[Swift-devel] runaway jobs

Sat Feb 7 05:22:54 CST 2009

On Fri, 6 Feb 2009, Mihael Hategan wrote:

> I committed a bunch of stuff to deal with that. The idea is to kill a
> job if it's over 2*walltime and allow swift to re-schedule it.

I think this will interact poorly with clustering, due to the very 
inaccurate times at which clustered jobs go into Active and Completed 
states. Many clustered jobs will exceed their wall time in large clusters 
(for example, clusters that contain more than 2 jobs and where the 
maxwalltime is a tight bound).

A job with walltime w and actual runtime (w-e) is clustered with 3 similar 
tasks, giving a cluster that will run with actual time 4w-e ~= 4w; so then 
all four of the clustered jobs will be presented to the replication 
manager layer as running for walltime 4w (> 2w).

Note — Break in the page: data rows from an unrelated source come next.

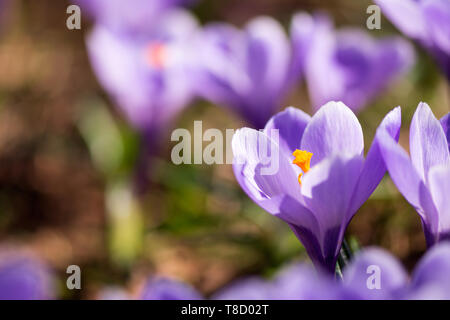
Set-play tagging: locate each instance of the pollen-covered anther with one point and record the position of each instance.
(156, 54)
(303, 160)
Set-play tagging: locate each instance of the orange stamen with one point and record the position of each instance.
(303, 160)
(156, 53)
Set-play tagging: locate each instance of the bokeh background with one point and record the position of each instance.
(67, 161)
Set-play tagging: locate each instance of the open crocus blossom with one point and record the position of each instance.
(246, 70)
(423, 179)
(311, 172)
(22, 277)
(167, 289)
(346, 65)
(146, 74)
(426, 21)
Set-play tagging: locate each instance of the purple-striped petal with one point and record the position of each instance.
(269, 178)
(375, 274)
(333, 130)
(327, 190)
(439, 184)
(427, 141)
(374, 167)
(291, 124)
(408, 181)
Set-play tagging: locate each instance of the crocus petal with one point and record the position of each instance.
(374, 167)
(166, 289)
(407, 180)
(432, 273)
(334, 129)
(445, 122)
(428, 144)
(291, 124)
(327, 189)
(406, 15)
(439, 184)
(302, 282)
(269, 178)
(375, 274)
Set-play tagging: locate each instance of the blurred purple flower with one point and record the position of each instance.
(22, 277)
(379, 263)
(132, 16)
(336, 178)
(430, 279)
(426, 21)
(167, 289)
(146, 74)
(423, 179)
(373, 274)
(295, 282)
(246, 70)
(346, 65)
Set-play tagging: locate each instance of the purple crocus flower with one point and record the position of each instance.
(346, 65)
(375, 274)
(430, 278)
(423, 179)
(318, 188)
(426, 21)
(247, 70)
(167, 289)
(22, 277)
(146, 74)
(132, 16)
(295, 282)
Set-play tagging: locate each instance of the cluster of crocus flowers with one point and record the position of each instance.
(321, 176)
(423, 178)
(426, 21)
(373, 274)
(346, 65)
(246, 70)
(23, 277)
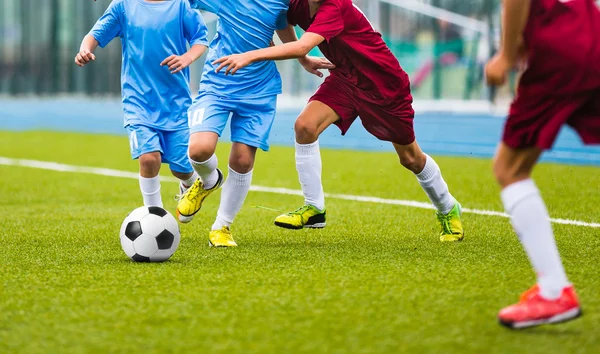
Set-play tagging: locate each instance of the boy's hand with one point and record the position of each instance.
(84, 56)
(313, 65)
(176, 63)
(233, 63)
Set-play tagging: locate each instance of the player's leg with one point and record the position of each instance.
(532, 126)
(250, 129)
(145, 146)
(429, 175)
(553, 298)
(314, 119)
(207, 119)
(332, 103)
(394, 122)
(233, 193)
(175, 153)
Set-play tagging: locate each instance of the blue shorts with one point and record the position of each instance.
(172, 145)
(251, 119)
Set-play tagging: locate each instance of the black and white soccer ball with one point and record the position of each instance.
(150, 234)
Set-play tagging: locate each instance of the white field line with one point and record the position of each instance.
(54, 166)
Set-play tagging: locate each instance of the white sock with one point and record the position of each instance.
(187, 183)
(150, 188)
(530, 220)
(309, 167)
(207, 170)
(435, 187)
(233, 193)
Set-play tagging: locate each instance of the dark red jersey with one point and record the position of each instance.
(562, 38)
(360, 55)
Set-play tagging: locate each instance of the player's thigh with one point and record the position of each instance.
(391, 121)
(332, 103)
(536, 120)
(514, 164)
(175, 146)
(252, 121)
(209, 113)
(143, 140)
(586, 120)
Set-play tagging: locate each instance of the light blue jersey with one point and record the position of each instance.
(151, 32)
(244, 25)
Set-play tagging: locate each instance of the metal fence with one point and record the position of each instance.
(41, 38)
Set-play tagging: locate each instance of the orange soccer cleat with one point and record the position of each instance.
(534, 310)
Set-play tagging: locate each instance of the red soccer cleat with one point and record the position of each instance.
(534, 310)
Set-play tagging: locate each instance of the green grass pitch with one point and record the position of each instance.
(376, 280)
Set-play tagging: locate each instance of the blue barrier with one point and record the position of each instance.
(452, 134)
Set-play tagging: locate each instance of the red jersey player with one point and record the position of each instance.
(367, 81)
(561, 85)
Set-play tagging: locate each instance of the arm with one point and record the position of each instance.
(514, 20)
(176, 63)
(86, 51)
(196, 33)
(291, 50)
(105, 30)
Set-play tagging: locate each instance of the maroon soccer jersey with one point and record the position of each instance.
(562, 82)
(360, 55)
(562, 38)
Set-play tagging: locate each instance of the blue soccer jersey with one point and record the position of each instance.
(244, 25)
(150, 32)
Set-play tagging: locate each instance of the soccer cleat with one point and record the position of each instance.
(307, 216)
(451, 225)
(191, 201)
(221, 238)
(534, 310)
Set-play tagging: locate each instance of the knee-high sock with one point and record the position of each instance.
(530, 220)
(435, 187)
(150, 188)
(207, 170)
(233, 193)
(309, 167)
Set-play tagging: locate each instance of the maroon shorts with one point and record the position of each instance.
(535, 120)
(389, 120)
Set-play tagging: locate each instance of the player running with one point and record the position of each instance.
(368, 82)
(560, 86)
(248, 99)
(154, 81)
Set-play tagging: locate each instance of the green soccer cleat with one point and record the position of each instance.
(307, 216)
(451, 225)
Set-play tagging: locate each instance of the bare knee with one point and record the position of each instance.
(241, 162)
(411, 157)
(150, 164)
(200, 151)
(307, 131)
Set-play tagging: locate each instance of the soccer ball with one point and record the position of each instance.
(149, 234)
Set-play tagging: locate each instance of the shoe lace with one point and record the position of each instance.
(303, 209)
(300, 211)
(445, 223)
(529, 293)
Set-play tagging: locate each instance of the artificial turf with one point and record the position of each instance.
(375, 280)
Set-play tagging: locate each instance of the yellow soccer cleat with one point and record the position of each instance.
(451, 225)
(221, 238)
(307, 216)
(191, 201)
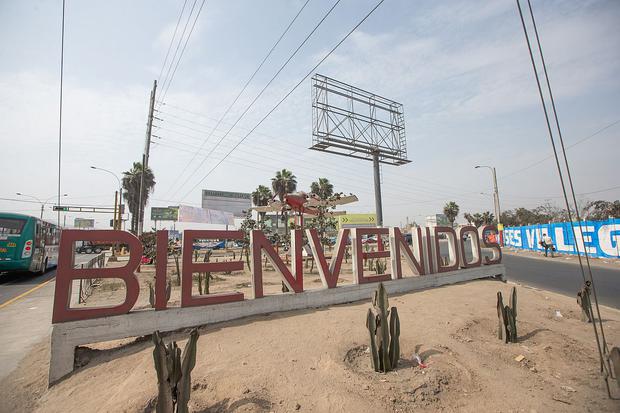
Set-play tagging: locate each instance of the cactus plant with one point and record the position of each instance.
(583, 299)
(614, 358)
(507, 317)
(380, 267)
(174, 373)
(384, 337)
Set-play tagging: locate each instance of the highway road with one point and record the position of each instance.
(563, 277)
(13, 285)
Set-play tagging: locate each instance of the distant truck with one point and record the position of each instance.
(90, 247)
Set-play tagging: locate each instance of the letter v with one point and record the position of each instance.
(329, 275)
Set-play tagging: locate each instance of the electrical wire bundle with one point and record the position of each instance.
(603, 349)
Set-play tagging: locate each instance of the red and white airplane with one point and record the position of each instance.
(305, 204)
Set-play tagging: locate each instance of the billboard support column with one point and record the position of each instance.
(378, 205)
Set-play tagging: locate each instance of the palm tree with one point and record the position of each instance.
(131, 186)
(261, 197)
(322, 188)
(451, 211)
(282, 184)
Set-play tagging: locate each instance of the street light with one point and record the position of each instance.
(43, 203)
(120, 191)
(495, 193)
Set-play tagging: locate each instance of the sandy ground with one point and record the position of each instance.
(316, 360)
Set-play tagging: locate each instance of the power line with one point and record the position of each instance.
(395, 178)
(242, 89)
(589, 283)
(568, 147)
(182, 51)
(287, 95)
(261, 92)
(176, 50)
(171, 42)
(62, 69)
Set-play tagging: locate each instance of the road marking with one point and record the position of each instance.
(22, 295)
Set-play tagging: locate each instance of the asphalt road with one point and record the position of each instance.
(12, 285)
(561, 277)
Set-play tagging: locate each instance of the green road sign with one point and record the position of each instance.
(164, 213)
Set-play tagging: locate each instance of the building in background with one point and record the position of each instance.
(437, 220)
(234, 202)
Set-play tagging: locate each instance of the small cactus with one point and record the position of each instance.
(583, 299)
(507, 317)
(614, 358)
(174, 370)
(380, 267)
(384, 336)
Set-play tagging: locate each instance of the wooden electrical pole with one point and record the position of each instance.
(145, 159)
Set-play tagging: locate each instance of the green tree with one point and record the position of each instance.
(261, 197)
(451, 211)
(600, 210)
(322, 188)
(131, 187)
(282, 184)
(478, 219)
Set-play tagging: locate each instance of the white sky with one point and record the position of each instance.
(460, 68)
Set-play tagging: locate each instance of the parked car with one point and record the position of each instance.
(88, 247)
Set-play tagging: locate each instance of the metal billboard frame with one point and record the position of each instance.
(358, 124)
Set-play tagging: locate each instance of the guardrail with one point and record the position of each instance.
(86, 286)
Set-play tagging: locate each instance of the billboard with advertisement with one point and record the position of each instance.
(83, 223)
(599, 238)
(164, 213)
(205, 216)
(357, 220)
(233, 202)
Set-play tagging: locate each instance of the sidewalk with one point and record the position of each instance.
(610, 263)
(23, 324)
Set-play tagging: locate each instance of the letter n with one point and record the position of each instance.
(398, 243)
(258, 244)
(453, 252)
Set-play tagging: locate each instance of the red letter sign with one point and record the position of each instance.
(66, 273)
(329, 275)
(259, 243)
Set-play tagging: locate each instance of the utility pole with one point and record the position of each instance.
(496, 200)
(495, 194)
(378, 204)
(145, 159)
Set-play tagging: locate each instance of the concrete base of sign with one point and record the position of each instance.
(67, 336)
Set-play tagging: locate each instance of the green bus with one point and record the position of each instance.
(27, 243)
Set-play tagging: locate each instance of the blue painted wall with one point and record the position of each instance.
(600, 238)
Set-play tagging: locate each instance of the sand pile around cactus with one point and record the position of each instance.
(317, 361)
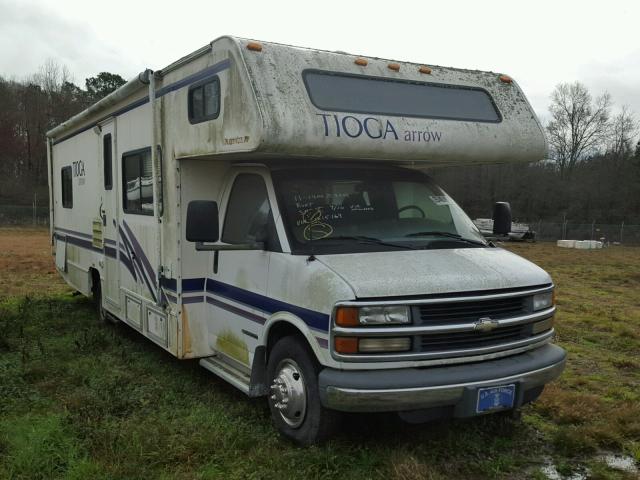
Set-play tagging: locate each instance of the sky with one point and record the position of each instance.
(540, 43)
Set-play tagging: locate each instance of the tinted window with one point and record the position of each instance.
(67, 187)
(137, 182)
(360, 94)
(204, 100)
(106, 160)
(248, 218)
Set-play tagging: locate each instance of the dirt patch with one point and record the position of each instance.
(26, 264)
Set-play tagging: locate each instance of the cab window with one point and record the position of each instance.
(248, 218)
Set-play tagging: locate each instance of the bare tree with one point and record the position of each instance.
(624, 129)
(579, 125)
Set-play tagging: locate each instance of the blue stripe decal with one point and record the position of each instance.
(198, 299)
(129, 254)
(138, 258)
(140, 253)
(79, 242)
(317, 320)
(193, 285)
(73, 232)
(169, 283)
(207, 72)
(238, 311)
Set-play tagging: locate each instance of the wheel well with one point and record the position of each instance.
(281, 330)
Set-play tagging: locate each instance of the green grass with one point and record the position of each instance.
(79, 399)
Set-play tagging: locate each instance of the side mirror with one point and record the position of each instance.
(202, 221)
(501, 218)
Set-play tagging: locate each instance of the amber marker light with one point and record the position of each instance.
(347, 317)
(346, 344)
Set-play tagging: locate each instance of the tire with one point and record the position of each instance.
(293, 397)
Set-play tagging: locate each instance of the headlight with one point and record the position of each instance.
(378, 315)
(542, 301)
(389, 315)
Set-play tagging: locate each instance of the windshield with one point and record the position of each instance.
(346, 210)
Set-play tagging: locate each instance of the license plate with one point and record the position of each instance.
(495, 398)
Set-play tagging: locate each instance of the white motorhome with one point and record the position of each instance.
(263, 208)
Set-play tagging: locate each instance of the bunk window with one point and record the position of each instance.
(204, 100)
(340, 92)
(67, 187)
(137, 182)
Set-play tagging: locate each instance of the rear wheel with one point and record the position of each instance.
(294, 399)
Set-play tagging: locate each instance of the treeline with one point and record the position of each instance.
(592, 173)
(28, 109)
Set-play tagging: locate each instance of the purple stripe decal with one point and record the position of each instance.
(131, 254)
(140, 252)
(197, 299)
(238, 311)
(73, 232)
(171, 298)
(140, 258)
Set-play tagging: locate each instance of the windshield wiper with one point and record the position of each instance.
(455, 236)
(367, 240)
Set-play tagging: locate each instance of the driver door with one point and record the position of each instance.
(236, 291)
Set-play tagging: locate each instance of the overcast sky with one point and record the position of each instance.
(540, 42)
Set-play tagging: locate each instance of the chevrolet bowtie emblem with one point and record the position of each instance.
(485, 324)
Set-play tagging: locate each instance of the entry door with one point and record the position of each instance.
(109, 213)
(236, 293)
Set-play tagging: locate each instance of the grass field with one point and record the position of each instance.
(83, 400)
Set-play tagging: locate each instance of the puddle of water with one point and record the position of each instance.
(620, 462)
(551, 472)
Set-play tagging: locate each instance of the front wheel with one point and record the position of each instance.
(294, 400)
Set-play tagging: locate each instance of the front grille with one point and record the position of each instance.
(464, 312)
(441, 342)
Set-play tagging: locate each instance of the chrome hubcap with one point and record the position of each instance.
(288, 393)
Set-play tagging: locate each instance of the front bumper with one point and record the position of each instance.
(445, 386)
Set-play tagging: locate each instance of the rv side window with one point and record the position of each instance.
(204, 100)
(106, 157)
(137, 182)
(67, 187)
(248, 217)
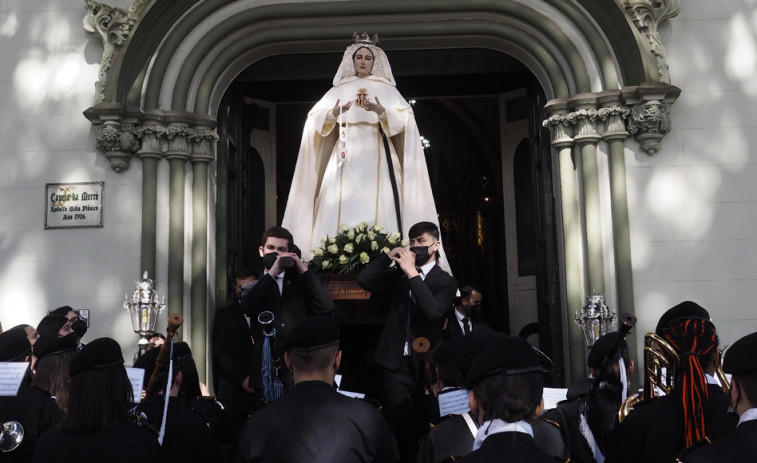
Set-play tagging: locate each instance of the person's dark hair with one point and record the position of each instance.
(63, 310)
(51, 324)
(99, 400)
(51, 375)
(423, 227)
(748, 385)
(695, 341)
(467, 290)
(510, 397)
(312, 361)
(450, 376)
(157, 335)
(278, 232)
(244, 273)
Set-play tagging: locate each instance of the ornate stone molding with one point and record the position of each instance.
(614, 118)
(112, 26)
(647, 15)
(643, 111)
(649, 119)
(123, 134)
(203, 139)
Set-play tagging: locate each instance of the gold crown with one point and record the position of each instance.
(365, 39)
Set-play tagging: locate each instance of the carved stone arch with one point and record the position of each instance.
(166, 66)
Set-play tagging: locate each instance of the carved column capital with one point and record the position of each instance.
(203, 139)
(649, 119)
(614, 118)
(151, 132)
(177, 133)
(647, 15)
(114, 127)
(560, 129)
(112, 26)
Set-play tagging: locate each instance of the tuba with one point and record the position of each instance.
(11, 435)
(661, 365)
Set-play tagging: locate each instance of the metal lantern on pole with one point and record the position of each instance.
(144, 308)
(595, 318)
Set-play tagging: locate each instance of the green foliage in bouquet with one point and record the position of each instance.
(352, 249)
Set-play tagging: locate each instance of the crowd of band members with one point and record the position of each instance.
(75, 401)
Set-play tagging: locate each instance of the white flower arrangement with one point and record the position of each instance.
(352, 249)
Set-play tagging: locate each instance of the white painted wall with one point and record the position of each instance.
(693, 205)
(49, 68)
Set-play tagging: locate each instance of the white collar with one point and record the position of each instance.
(749, 415)
(280, 275)
(497, 426)
(426, 268)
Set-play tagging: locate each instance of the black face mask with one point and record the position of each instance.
(79, 327)
(475, 311)
(269, 259)
(421, 255)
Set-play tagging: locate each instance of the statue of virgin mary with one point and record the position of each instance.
(361, 157)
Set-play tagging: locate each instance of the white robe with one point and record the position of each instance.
(325, 195)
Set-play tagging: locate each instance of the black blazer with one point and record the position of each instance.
(390, 291)
(508, 446)
(232, 351)
(302, 295)
(453, 327)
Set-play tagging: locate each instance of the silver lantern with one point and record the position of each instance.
(595, 318)
(144, 308)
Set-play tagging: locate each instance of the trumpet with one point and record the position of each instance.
(11, 436)
(661, 364)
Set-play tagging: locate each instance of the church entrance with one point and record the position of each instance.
(488, 157)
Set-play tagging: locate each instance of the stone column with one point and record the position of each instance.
(562, 141)
(614, 114)
(586, 138)
(179, 148)
(151, 132)
(203, 138)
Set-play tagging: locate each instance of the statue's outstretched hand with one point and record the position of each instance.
(345, 108)
(376, 107)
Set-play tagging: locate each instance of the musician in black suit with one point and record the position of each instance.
(417, 294)
(506, 384)
(313, 422)
(289, 291)
(741, 445)
(694, 412)
(467, 314)
(232, 350)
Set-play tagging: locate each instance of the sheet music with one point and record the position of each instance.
(136, 377)
(11, 376)
(552, 395)
(453, 402)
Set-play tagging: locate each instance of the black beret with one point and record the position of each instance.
(14, 345)
(47, 345)
(508, 356)
(51, 324)
(686, 310)
(461, 351)
(63, 310)
(602, 347)
(100, 353)
(313, 333)
(147, 360)
(740, 358)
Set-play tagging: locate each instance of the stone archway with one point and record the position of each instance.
(166, 66)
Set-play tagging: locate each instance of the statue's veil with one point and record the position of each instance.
(381, 68)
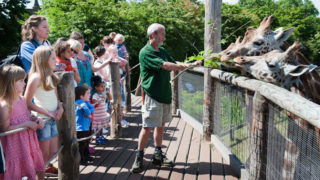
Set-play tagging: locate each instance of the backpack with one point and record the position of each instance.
(15, 59)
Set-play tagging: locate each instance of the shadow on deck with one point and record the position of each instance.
(194, 158)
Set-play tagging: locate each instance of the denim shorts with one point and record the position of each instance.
(49, 131)
(154, 113)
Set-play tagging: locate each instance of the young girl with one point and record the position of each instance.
(102, 56)
(64, 54)
(113, 52)
(42, 88)
(100, 115)
(23, 156)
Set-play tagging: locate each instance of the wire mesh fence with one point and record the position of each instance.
(293, 147)
(267, 139)
(191, 94)
(230, 120)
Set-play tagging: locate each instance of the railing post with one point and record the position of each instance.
(208, 94)
(127, 89)
(259, 137)
(175, 92)
(69, 157)
(138, 88)
(212, 37)
(115, 129)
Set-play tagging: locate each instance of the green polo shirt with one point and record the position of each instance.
(155, 81)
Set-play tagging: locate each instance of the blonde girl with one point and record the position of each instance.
(42, 89)
(23, 156)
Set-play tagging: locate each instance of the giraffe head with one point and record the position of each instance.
(257, 42)
(275, 67)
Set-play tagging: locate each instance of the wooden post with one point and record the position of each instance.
(127, 90)
(212, 36)
(175, 92)
(115, 129)
(138, 88)
(69, 157)
(259, 137)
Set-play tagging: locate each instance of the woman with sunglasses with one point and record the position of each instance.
(35, 33)
(64, 55)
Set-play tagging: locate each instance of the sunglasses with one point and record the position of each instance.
(76, 52)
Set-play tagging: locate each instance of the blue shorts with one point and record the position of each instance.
(49, 131)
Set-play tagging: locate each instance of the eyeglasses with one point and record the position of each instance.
(76, 52)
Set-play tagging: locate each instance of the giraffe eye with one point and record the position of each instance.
(258, 43)
(270, 65)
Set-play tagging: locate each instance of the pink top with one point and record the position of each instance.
(23, 156)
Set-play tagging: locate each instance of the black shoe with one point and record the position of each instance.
(90, 159)
(160, 159)
(83, 162)
(137, 166)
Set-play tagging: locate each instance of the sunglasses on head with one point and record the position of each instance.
(74, 51)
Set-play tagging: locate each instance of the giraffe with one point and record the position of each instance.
(284, 68)
(258, 41)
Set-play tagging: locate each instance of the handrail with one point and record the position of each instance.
(16, 130)
(290, 101)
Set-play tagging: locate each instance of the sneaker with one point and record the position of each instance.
(99, 141)
(91, 150)
(137, 166)
(84, 162)
(124, 123)
(90, 159)
(105, 131)
(102, 138)
(160, 159)
(51, 170)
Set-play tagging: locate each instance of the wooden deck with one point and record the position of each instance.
(194, 158)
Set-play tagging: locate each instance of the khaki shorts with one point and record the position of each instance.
(155, 113)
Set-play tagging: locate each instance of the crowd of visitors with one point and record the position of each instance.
(38, 107)
(30, 98)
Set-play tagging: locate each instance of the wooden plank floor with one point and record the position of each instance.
(194, 158)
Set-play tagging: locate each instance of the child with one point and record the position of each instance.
(64, 54)
(122, 50)
(23, 156)
(83, 119)
(113, 52)
(42, 89)
(100, 115)
(102, 56)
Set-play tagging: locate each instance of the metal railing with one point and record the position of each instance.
(274, 133)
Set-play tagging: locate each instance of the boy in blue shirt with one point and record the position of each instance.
(84, 111)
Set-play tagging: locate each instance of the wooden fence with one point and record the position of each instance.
(259, 122)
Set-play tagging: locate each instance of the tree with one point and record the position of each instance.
(12, 13)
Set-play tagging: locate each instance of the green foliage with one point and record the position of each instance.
(235, 21)
(97, 18)
(11, 14)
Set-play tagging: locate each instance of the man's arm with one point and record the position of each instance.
(169, 66)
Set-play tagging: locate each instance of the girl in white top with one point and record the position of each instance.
(102, 56)
(42, 87)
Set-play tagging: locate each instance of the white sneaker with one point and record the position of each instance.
(124, 123)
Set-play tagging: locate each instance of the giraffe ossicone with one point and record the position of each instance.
(257, 41)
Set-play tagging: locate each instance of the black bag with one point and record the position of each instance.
(15, 59)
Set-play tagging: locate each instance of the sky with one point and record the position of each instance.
(315, 2)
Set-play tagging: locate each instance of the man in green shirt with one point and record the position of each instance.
(155, 66)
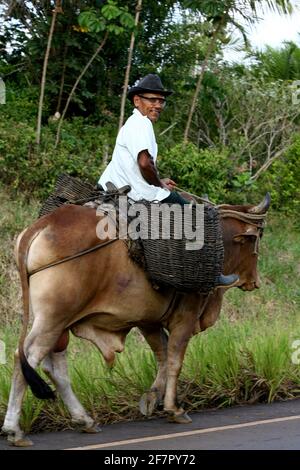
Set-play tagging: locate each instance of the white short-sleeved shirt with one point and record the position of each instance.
(136, 135)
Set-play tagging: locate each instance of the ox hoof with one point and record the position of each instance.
(149, 402)
(19, 441)
(179, 417)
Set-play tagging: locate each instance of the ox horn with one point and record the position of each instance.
(262, 207)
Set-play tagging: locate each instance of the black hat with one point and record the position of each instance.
(149, 84)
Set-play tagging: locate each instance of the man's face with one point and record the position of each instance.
(150, 104)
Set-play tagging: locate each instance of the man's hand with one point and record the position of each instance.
(168, 183)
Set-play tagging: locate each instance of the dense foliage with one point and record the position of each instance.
(244, 135)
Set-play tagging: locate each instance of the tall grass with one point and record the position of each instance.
(244, 358)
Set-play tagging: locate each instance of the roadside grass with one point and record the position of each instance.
(245, 358)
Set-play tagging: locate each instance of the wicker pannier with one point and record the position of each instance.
(169, 263)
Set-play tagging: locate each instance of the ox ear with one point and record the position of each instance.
(243, 237)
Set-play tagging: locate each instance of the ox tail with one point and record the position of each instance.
(38, 386)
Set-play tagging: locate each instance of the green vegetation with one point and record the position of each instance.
(244, 358)
(231, 131)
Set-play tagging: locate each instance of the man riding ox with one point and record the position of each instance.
(134, 158)
(101, 295)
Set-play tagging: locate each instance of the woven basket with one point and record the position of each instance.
(67, 191)
(169, 263)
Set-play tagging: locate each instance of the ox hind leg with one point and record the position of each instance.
(181, 328)
(157, 339)
(37, 345)
(55, 366)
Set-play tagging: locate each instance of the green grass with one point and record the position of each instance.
(244, 358)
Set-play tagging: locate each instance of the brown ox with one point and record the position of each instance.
(100, 296)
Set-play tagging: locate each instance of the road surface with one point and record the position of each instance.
(253, 427)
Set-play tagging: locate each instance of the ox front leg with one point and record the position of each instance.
(158, 341)
(181, 329)
(55, 366)
(11, 425)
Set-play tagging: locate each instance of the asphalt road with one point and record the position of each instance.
(256, 427)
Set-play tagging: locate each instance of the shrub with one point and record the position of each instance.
(204, 171)
(282, 180)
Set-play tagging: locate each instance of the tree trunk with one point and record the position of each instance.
(130, 53)
(57, 9)
(199, 82)
(62, 80)
(75, 86)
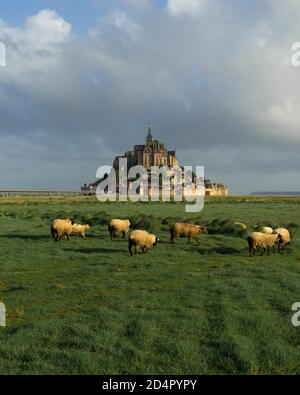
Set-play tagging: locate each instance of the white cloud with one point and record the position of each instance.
(185, 7)
(122, 22)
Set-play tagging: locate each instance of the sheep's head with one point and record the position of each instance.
(279, 239)
(156, 241)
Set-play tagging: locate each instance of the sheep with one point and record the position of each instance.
(141, 239)
(262, 241)
(267, 229)
(80, 229)
(285, 238)
(61, 228)
(118, 226)
(186, 230)
(241, 225)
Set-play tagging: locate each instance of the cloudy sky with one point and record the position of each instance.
(82, 77)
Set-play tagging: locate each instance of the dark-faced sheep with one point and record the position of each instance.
(141, 239)
(186, 230)
(258, 241)
(285, 238)
(118, 226)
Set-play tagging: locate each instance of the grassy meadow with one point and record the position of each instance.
(88, 307)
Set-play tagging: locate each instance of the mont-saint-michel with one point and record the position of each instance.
(154, 153)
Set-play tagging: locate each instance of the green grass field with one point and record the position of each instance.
(87, 307)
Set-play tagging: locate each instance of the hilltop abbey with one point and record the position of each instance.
(155, 153)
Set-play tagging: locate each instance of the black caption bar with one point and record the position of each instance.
(86, 385)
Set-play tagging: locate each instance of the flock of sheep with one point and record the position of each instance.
(258, 242)
(268, 238)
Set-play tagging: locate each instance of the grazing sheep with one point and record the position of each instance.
(285, 238)
(186, 230)
(141, 239)
(118, 226)
(241, 225)
(261, 241)
(267, 229)
(61, 228)
(80, 229)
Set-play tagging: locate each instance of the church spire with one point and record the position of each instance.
(149, 134)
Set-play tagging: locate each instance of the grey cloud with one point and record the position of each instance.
(219, 87)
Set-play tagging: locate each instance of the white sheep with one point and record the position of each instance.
(61, 228)
(118, 226)
(262, 241)
(267, 229)
(141, 239)
(80, 229)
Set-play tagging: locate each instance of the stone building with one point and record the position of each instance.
(153, 153)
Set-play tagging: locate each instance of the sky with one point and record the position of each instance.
(216, 77)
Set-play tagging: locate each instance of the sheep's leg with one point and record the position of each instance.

As to actually what happens when you try to cancel a clustered task at the 
moment, I'm unsure - perhaps it does nothing causing the runaway job to 
happen to have no adverse effects.

It should be relatively straightforward to disable this mechanism when 
clustering is enabled; so that you can use either this or clusters but not 
both.

But this and replication would be nice to use with clustering.

For that to happen, perhaps there needs to be some better communication 
between the clustering code and the replication code. For example, it 
could be that clusters are subject to walltime control, with walltime 
control on clustered jobs suppressed; and likewise for replication.

The replication stuff works mostly at the karajan Task level so that might 
not be an excessively arduous task.

--